No sé si mi madre me dejará cuadernos a su muerte, pero no quiero esperar a que se vaya para averiguarlo. Tampoco quiero que pase con mi abuela Carmen. No quiero que ellas desaparezcan para comenzar a hacerme preguntas. Mi tatarabuela Josefa ha comenzado a existir este año por una historia que me contó mi padre durante un paseo por el campo mientras hablábamos de alcornoques. Ellas son las tres mujeres. Tres historias que han existido fuera de mí y por sí solas pero a las que hasta hace poco no he querido mirar. Fuera de mí y sin mí existen. No me necesitan para ello. Es un error en el que caemos continuamente los hijos, creernos los protagonistas, las voces cantantes, los únicos con derecho a que todo gire a nuestro alrededor.
Tengo dos hijas pequeñas y están llenas de ilusiones para el futuro. Tienen una educación en la que no tienen límites y tienen mil profesiones que les gustaría hacer y a las que pueden acceder. Nada que ver con lo que vivió la generación de mi madre, que solo podía aspirar a casarse y tener hijos porque quedarse soltera no era una opción. En el cómic, los capítulos empiezan con esa caligrafía de los cuadernos Rubio, en la que no puedes salirte de esas dos líneas, como una metáfora del poco margen de libertad que tenía esa generación.
(Entrevista a Paco Roca. Elportaluco.com)
«Así que la abuela no había conocido a su madre y había vivido con otra señora. Y todo eso ocurrió hace –te va a impresionar– sesenta y un años. Ya sé que no te lo explicas, pero hace sesenta y un años tú no existías y tu abuela era más pequeña que tú. Tu abuela estaba naciendo mientras su madre se moría, tu abuela era un bebé huérfano. Tu abuela un día no fue tu abuela.
–¿Y era simpática la señora?
–Pues no, la verdad que muy simpática no era.
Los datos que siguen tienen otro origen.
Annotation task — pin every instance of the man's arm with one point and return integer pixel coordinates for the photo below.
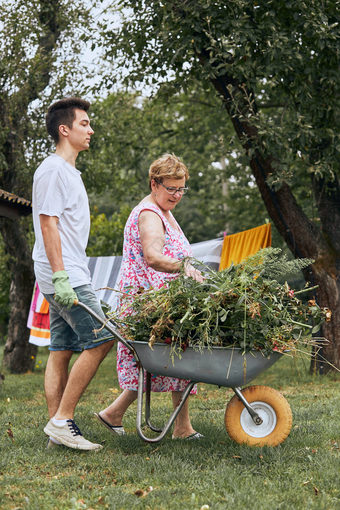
(64, 294)
(52, 242)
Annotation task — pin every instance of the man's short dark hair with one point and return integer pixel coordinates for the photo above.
(63, 112)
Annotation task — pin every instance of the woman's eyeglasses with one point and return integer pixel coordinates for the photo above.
(172, 191)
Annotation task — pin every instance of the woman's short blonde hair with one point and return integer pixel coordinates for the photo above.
(169, 166)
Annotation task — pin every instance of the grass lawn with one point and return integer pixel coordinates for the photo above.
(216, 473)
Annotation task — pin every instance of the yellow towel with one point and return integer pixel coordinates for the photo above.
(238, 247)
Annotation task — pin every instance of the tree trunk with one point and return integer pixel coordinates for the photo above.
(19, 354)
(328, 295)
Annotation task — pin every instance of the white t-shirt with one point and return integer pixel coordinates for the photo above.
(58, 190)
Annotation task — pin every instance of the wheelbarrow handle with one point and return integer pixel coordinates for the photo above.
(107, 325)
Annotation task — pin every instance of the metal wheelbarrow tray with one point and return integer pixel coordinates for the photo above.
(256, 415)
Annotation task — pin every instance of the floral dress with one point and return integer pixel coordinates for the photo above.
(135, 273)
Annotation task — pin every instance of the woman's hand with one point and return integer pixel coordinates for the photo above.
(194, 273)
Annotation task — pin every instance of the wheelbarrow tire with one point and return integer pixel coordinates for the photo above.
(271, 406)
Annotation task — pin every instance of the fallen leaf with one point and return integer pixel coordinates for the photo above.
(10, 432)
(141, 493)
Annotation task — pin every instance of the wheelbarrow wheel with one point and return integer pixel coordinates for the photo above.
(271, 406)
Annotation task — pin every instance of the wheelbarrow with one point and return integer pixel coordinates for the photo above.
(256, 415)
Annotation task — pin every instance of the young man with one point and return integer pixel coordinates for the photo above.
(61, 220)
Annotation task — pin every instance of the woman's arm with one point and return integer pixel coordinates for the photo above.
(151, 231)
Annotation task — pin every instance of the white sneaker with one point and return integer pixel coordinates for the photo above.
(70, 435)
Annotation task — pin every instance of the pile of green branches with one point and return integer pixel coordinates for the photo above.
(244, 306)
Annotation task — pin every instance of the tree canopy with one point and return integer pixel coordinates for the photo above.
(274, 65)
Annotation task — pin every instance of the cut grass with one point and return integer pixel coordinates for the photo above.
(302, 473)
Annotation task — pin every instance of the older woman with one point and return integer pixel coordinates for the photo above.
(154, 248)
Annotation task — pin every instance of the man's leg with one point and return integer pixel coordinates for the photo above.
(114, 413)
(56, 375)
(182, 426)
(79, 378)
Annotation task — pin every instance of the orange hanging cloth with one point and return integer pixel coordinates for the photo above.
(238, 247)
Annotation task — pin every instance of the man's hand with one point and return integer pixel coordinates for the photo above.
(64, 294)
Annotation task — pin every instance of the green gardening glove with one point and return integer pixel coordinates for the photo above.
(64, 294)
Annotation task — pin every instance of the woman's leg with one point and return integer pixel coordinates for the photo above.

Haces buenas preguntas. Aprendes a preguntar con ella, y ella aprende a narrar contigo. Te gusta hablar con la abuela porque se dirige a ti como a una persona mayor. ¿No eres, acaso, una persona mayor? ¿Se puede tener más de siete años? Según tu experiencia, no. Si algo no te lo puede contar, no te lo cuenta. Pero no cambia el tono de voz, ni deja las cosas a medias, ni habla de semillas o de cigüeñas».
«Dora. Todo el mundo la llamaba «abuela» o «abuela Dora», pero yo prefería llamarla sólo por su nombre para no olvidar su esencia nunca. Era una mujer muy inteligente y especial. Había sido maestra en la República, había luchado contra las normas de su época haciendo siempre lo que le había venido en gana, sin importar lo que pensaran Conoció a Gael, mi abuelo, en la escuela. Él era uno de sus alumnos y nada más conocerse se enamoraron perdidamente. Tras algunos encuentros a escondidas, ella dejó las clases para evitar represalias y continuaron su noviazgo en otro pueblo, donde consiguió trabajo en un colegio, se casaron y quedó embarazada».
«Aparece Florentina. Lo que aparece es su recuerdo, porque mi abuela murió hace treinta años, pero si dijera sin más “recuerdo a mi abuela” la frase me sonaría escasa, incluso falsa, porque la imagen se presenta con mucha precisión, nitidez, actualidad».
«A una persona se la conoce por cómo pela las patatas». Era lo que Carmen siempre decía, porque era lo que les había oído, desde niña, a su madre y a su abuela. Generaciones enteras de mujeres de la familia Soler repitiendo la misma cantinela, que en realidad era una lección de vida: «El que se lleva mucha carne de la patata es un poco despilfarrador y el que arrastra con el cuchillo solo la piel es más bien tacaño».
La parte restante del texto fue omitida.